Assisted Suicide always has been, and most likely always will be, a hugely controversial topic. It is easy to see why those in power are reluctant to make changes to the laws surrounding euthanasia; the House of Commons for example, had not voted on the subject for over 20 years until September 2015. There are websites such as ‘Dignity in Dying’ which rally for the legalisation of Assisted Suicide. In an independent* survey carried out in 2015, the campaign group for Dignity in Dying reported that 82% of the questioned populous supported a change in law regarding assisted dying for terminally ill adults.

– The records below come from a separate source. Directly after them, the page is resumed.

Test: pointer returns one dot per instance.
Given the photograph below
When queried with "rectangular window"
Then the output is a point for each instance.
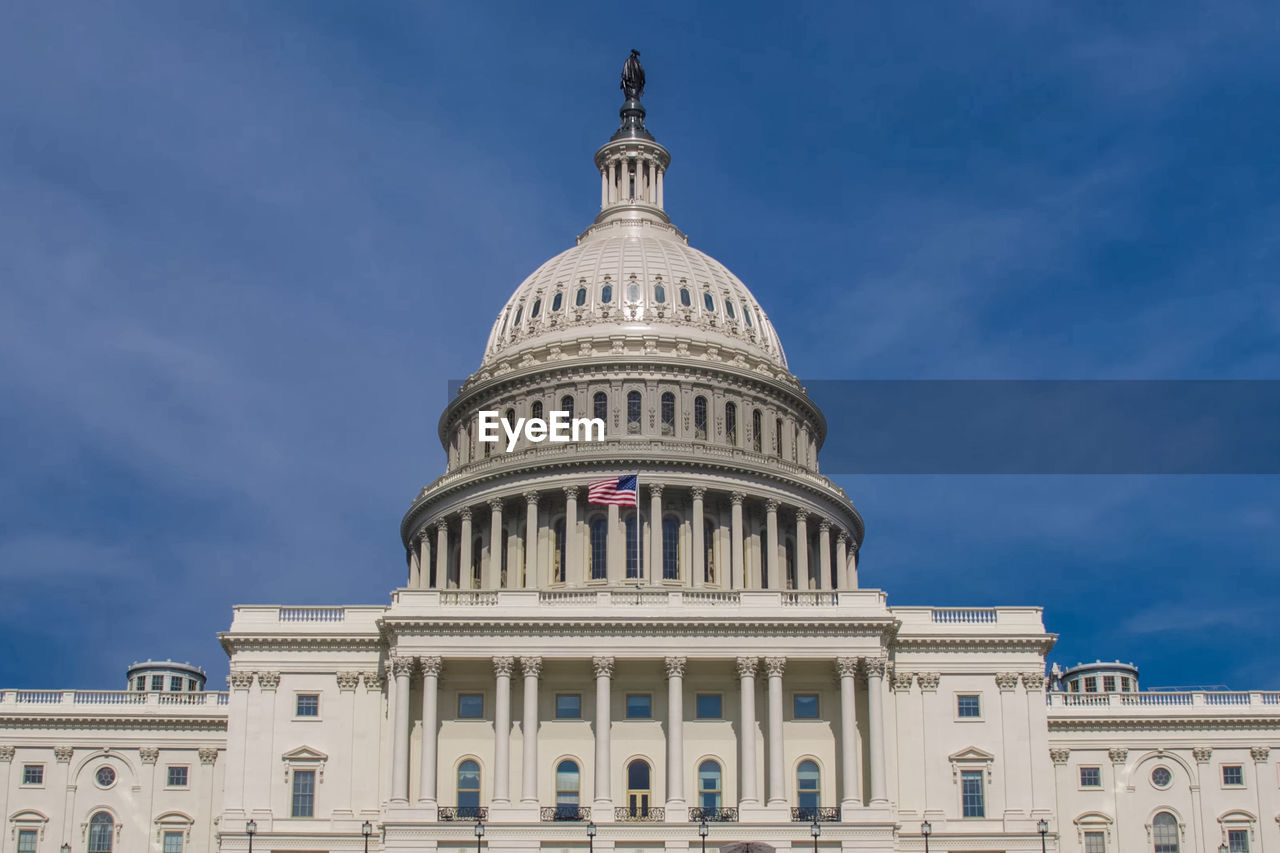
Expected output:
(639, 706)
(568, 706)
(969, 706)
(805, 706)
(304, 793)
(972, 794)
(471, 706)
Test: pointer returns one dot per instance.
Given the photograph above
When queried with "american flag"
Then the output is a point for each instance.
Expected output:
(618, 491)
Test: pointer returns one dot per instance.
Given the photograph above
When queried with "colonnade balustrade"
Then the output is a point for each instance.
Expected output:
(604, 803)
(676, 536)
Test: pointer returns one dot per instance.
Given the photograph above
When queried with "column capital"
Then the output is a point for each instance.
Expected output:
(430, 664)
(846, 667)
(503, 665)
(531, 665)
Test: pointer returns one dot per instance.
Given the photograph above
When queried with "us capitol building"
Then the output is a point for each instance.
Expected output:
(557, 675)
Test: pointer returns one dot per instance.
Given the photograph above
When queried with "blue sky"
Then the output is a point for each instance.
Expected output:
(245, 245)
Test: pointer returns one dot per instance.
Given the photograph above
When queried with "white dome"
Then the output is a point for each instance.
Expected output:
(632, 278)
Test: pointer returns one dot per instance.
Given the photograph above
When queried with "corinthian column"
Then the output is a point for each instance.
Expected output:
(531, 667)
(749, 794)
(675, 733)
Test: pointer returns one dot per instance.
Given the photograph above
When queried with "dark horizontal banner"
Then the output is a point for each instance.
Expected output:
(1050, 427)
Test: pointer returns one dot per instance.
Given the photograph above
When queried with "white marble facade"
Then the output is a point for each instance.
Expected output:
(576, 676)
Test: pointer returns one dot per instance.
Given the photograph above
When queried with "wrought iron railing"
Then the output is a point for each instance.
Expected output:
(462, 813)
(567, 813)
(650, 815)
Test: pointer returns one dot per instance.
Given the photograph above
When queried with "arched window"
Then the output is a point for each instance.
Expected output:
(709, 785)
(558, 550)
(469, 789)
(599, 547)
(1164, 833)
(101, 833)
(670, 548)
(632, 411)
(638, 788)
(634, 556)
(668, 414)
(808, 787)
(566, 789)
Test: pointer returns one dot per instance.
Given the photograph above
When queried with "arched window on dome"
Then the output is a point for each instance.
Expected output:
(671, 548)
(599, 536)
(1164, 833)
(558, 550)
(101, 833)
(632, 411)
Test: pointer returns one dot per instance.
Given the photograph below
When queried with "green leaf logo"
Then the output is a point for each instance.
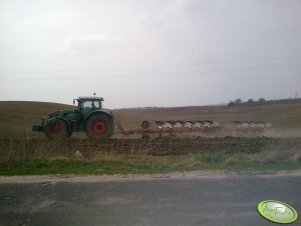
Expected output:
(276, 211)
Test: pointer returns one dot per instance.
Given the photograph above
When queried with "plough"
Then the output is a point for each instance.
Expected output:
(196, 126)
(177, 126)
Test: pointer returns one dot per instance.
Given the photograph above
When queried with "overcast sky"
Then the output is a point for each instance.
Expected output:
(150, 52)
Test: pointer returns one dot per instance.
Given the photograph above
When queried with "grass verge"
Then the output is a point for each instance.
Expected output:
(134, 164)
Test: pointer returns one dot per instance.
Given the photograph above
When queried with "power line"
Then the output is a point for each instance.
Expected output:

There are also those in positions of relative power who feel compelled to come forward and push for a thorough review on what some consider a ‘blanket law’. Rob Marris MP tabled a Private Member’s Bill in the House of Commons on assisted dying in June 2015 to ensure there was a safeguarded framework to give terminally ill individuals choice over their end of life care (DID, 2016). It was debated in the House of Commons in September 2015 but after a passionate debate, it was overwhelmingly rejected by 330 to 118 (Rowena Mason, 2015). Under the new proposals, people with less than six months to live could have been prescribed a lethal dose of drugs, which they had to be able to take themselves (BBC, 2015). There was also the attached condition that two doctors and a High Court judge would need to approve each case. Another variation of The Assisted Dying Bill, originally drafted by Lord Falconer in 2013, is now once again making its way through the Progress of the Bill. The first reading took place in the House of Lords on June 9th 2016, although the second reading is still yet to be scheduled. If the bill is successful in passing the second reading it will then undergo the Committee Stage, then the Report Stage, and finally the third reading – all before it reaches the House of Lords to repeat each process again. With a BBC survey (Gallagher & Roxby, 2015) taken last year showing 74% of MPs oppose the legislation of Assisted Suicide – it does not appear that successful re-evaluation of the law will take place anytime in the near future.